MODULATION OF THE OXIDATION-REDUCTION POTENTIAL OF THE FLAVIN IN LIPOAMIDE DEHYDROGENASE FROM ESCHERICHIA-COLI BY ALTERATION OF A NEARBY CHARGED RESIDUE, K53R

The epsilon-amino group of a lysine residue occupies a position within bonding distance of the flavin N5 and the bound NADPH pyridinium C4' in glutathione reductase, and it has been suggested that this positive charge influences the redox potential of the FAD [Pai and Schulz (1983) J. Biol. Chem. 258, 1752]. A conserved lysine residue occupies a similar position in lipoamide dehydrogenase.

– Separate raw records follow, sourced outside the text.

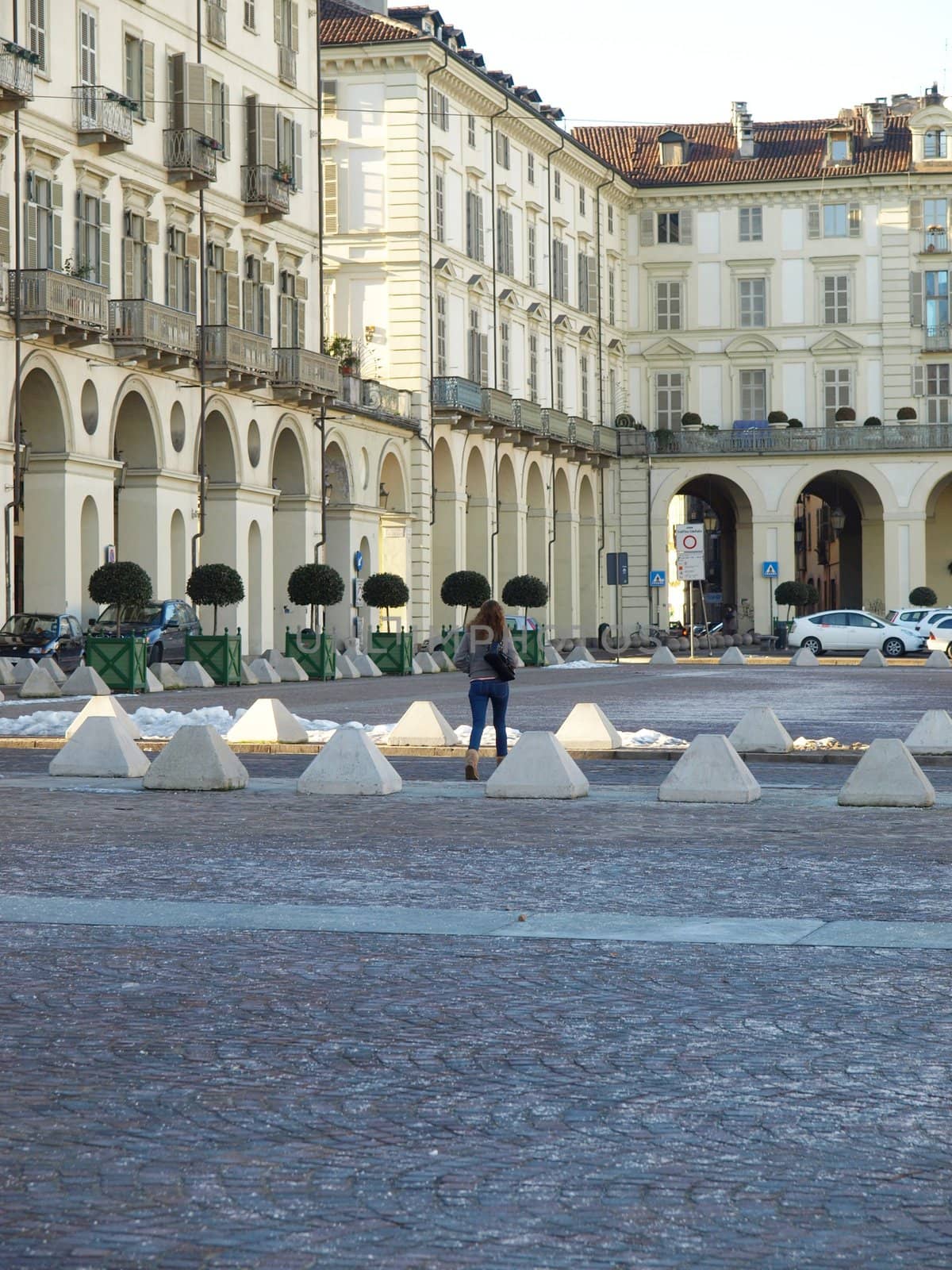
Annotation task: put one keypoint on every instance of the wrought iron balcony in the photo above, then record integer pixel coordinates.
(304, 376)
(67, 309)
(103, 117)
(266, 192)
(240, 357)
(152, 333)
(16, 75)
(190, 156)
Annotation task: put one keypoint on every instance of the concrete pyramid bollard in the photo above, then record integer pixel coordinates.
(40, 683)
(539, 766)
(873, 660)
(264, 672)
(888, 776)
(349, 764)
(932, 734)
(761, 732)
(710, 772)
(194, 675)
(105, 708)
(86, 683)
(268, 721)
(581, 654)
(196, 759)
(587, 727)
(804, 658)
(663, 657)
(733, 657)
(101, 747)
(422, 724)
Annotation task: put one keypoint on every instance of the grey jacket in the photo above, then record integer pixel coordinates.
(470, 656)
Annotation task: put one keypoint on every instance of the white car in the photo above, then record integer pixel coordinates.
(850, 630)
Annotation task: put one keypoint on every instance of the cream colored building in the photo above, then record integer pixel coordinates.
(511, 291)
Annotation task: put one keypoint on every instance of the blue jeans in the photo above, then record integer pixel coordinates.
(482, 692)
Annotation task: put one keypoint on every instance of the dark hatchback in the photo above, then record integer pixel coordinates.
(44, 635)
(164, 624)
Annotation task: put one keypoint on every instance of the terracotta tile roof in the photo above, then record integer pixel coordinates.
(784, 152)
(344, 23)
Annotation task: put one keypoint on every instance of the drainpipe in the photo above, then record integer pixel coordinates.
(429, 277)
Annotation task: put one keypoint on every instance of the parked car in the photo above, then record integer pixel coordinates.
(850, 630)
(163, 622)
(44, 635)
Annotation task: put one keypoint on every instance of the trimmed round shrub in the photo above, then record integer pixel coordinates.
(216, 584)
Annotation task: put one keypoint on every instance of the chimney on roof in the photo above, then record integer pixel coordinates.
(743, 125)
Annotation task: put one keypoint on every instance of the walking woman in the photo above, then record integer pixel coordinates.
(488, 654)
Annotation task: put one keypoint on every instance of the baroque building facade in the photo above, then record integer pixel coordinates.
(197, 207)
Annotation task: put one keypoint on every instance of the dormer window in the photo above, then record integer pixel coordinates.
(673, 149)
(936, 144)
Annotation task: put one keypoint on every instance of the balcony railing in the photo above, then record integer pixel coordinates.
(190, 156)
(146, 329)
(789, 441)
(238, 355)
(16, 73)
(50, 300)
(287, 65)
(264, 190)
(103, 114)
(300, 371)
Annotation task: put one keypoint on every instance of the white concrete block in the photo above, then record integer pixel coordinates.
(873, 660)
(86, 683)
(264, 672)
(581, 654)
(761, 732)
(105, 708)
(804, 658)
(710, 772)
(349, 764)
(194, 675)
(733, 657)
(587, 727)
(539, 766)
(422, 724)
(663, 656)
(932, 734)
(168, 676)
(268, 721)
(102, 747)
(40, 683)
(888, 776)
(196, 759)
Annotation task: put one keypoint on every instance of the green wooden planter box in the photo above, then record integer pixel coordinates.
(317, 656)
(219, 654)
(120, 662)
(393, 652)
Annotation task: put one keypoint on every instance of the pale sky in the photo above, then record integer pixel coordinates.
(626, 61)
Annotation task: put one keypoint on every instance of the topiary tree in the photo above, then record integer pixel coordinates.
(315, 586)
(385, 591)
(467, 588)
(923, 597)
(526, 592)
(216, 584)
(122, 583)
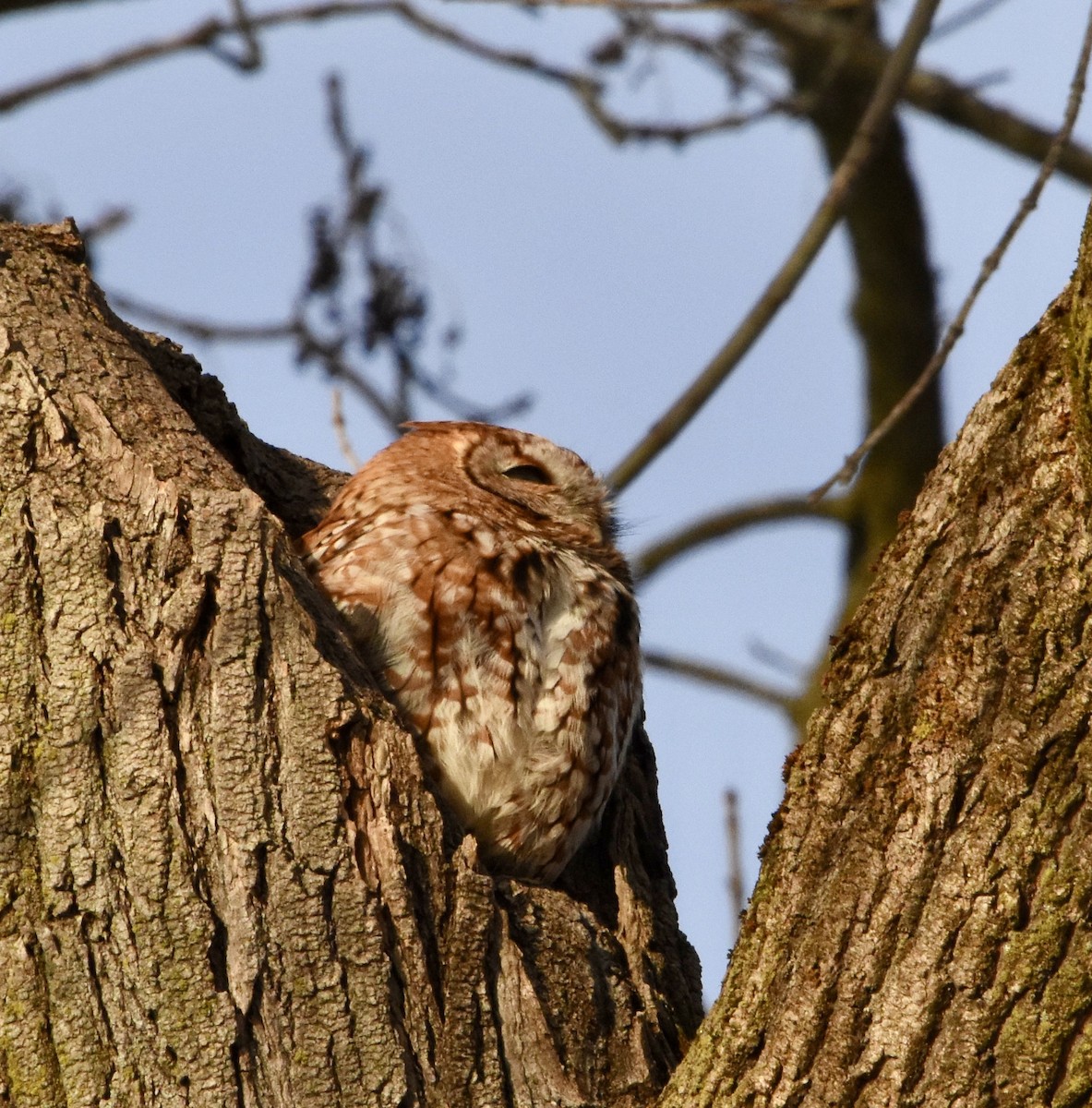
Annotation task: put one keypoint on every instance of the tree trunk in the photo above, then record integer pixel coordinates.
(921, 930)
(223, 881)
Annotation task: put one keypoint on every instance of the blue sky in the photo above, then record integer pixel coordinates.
(598, 278)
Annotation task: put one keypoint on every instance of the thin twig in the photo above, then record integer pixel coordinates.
(205, 330)
(990, 266)
(735, 864)
(720, 677)
(960, 19)
(342, 432)
(721, 524)
(865, 141)
(934, 93)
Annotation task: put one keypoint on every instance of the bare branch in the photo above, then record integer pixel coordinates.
(340, 432)
(934, 93)
(735, 864)
(823, 222)
(721, 679)
(209, 331)
(990, 266)
(721, 524)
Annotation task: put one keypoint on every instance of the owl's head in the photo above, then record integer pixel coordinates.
(515, 479)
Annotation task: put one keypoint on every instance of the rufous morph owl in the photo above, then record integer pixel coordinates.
(476, 566)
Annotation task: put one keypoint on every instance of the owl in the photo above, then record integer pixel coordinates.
(477, 572)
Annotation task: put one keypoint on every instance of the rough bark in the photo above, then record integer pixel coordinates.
(921, 930)
(222, 878)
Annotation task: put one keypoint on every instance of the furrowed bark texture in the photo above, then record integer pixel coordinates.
(921, 931)
(186, 914)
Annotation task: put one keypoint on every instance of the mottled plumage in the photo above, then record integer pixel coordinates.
(476, 568)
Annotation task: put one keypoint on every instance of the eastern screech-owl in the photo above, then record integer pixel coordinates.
(477, 564)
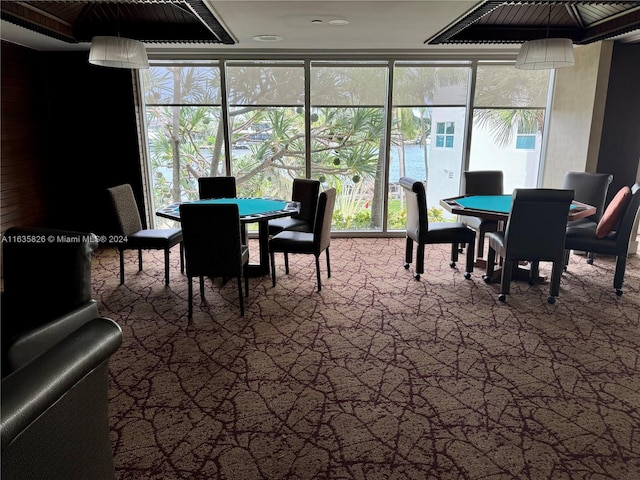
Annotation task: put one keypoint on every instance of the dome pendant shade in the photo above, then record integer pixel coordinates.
(118, 52)
(545, 54)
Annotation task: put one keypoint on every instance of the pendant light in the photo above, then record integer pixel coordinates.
(546, 53)
(118, 52)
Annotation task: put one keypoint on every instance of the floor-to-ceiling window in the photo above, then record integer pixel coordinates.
(428, 132)
(356, 125)
(347, 135)
(508, 123)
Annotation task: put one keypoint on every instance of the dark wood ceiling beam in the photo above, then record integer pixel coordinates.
(32, 18)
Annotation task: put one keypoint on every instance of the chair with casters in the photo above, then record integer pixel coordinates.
(213, 246)
(613, 233)
(535, 232)
(220, 187)
(217, 187)
(305, 192)
(423, 232)
(135, 237)
(589, 188)
(313, 243)
(482, 182)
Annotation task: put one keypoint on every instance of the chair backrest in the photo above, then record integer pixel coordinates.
(537, 224)
(126, 209)
(624, 227)
(416, 198)
(324, 217)
(217, 187)
(589, 188)
(212, 239)
(483, 182)
(306, 192)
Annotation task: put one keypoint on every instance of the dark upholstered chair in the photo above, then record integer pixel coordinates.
(213, 246)
(535, 232)
(41, 306)
(589, 188)
(482, 182)
(217, 187)
(615, 242)
(55, 417)
(137, 238)
(220, 187)
(312, 243)
(423, 232)
(306, 193)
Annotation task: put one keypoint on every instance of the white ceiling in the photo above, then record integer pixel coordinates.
(375, 26)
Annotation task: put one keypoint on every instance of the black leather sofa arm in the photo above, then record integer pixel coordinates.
(55, 420)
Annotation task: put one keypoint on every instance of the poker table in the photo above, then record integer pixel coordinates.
(252, 210)
(498, 207)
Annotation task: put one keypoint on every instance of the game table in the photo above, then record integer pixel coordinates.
(252, 210)
(497, 207)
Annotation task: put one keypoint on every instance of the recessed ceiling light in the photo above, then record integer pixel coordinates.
(267, 38)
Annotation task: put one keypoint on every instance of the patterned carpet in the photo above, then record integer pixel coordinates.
(378, 376)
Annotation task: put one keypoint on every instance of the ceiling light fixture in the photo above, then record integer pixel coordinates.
(118, 52)
(546, 53)
(267, 38)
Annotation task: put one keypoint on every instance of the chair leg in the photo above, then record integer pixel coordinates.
(419, 261)
(121, 265)
(455, 251)
(534, 271)
(408, 254)
(273, 269)
(505, 282)
(318, 273)
(166, 266)
(480, 244)
(470, 260)
(618, 278)
(240, 296)
(554, 284)
(491, 262)
(190, 297)
(328, 264)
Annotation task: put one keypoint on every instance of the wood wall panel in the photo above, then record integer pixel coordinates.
(22, 189)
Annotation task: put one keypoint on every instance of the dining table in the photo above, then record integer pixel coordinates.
(252, 210)
(498, 207)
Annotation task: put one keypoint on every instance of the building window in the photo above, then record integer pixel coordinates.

This residue has been replaced by an arginine in lipoamide dehydrogenase from Escherichia coli to give K53R. The spectral and redox properties of the FAD in K53R as well as the interaction of the flavin with bound NAD(+) are profoundly affected by the change. K53R does not catalyze either the dihydrolipoamide-NAD(+) or the NADH-lipoamide reactions except at very low concentrations of the reducing substrate. The absorbance spectrum of K53R in the visible and near-ultraviolet is little changed from that of wild-type enzyme, but in contrast, the spectrum of K53R is sensitive to pH with an apparent pK(a), = 7.0. Unlike the wild-type enzyme, the binding of beta-NAD(+) to K53R alters the spectrum and indicates an apparent K-d = 7.0 mu M at pH 7.6. The flavin fluorescence is partially quenched, and the visible and near-ultraviolet circular dichroism spectrum is changed by beta-NAD(+). K53R is extensively reduced (mostly EH(4)) by 2 equiv of dihydrolipoamide/FAD while the wild-type enzyme is only partially reduced (mostly EH(2)). The rate of this reduction is lowered by approximately 3-fold relative to the wild-type enzyme. Reduction of K53R by NADH at pH 8.5 results in the rapid appearance of a broad band at 750 nm interpreted as an FADH(2)-NAD(+) charge-transfer complex. The rate of the reduction is about half that observed with the wild-type enzyme. Neutral flavin semiquinone appears during photoreduction of K53R. Addition of beta-NAD(+) to the photoreduced enzyme results in the immediate appearance of the FADH(2)-NAD(+) charge-transfer complex. Sensitivity of K53R to four-electron reduction indicates that the redox potential of the FAD has been raised relative to that in the wild-type enzyme, and this was confirmed by direct measurement of the redox potential.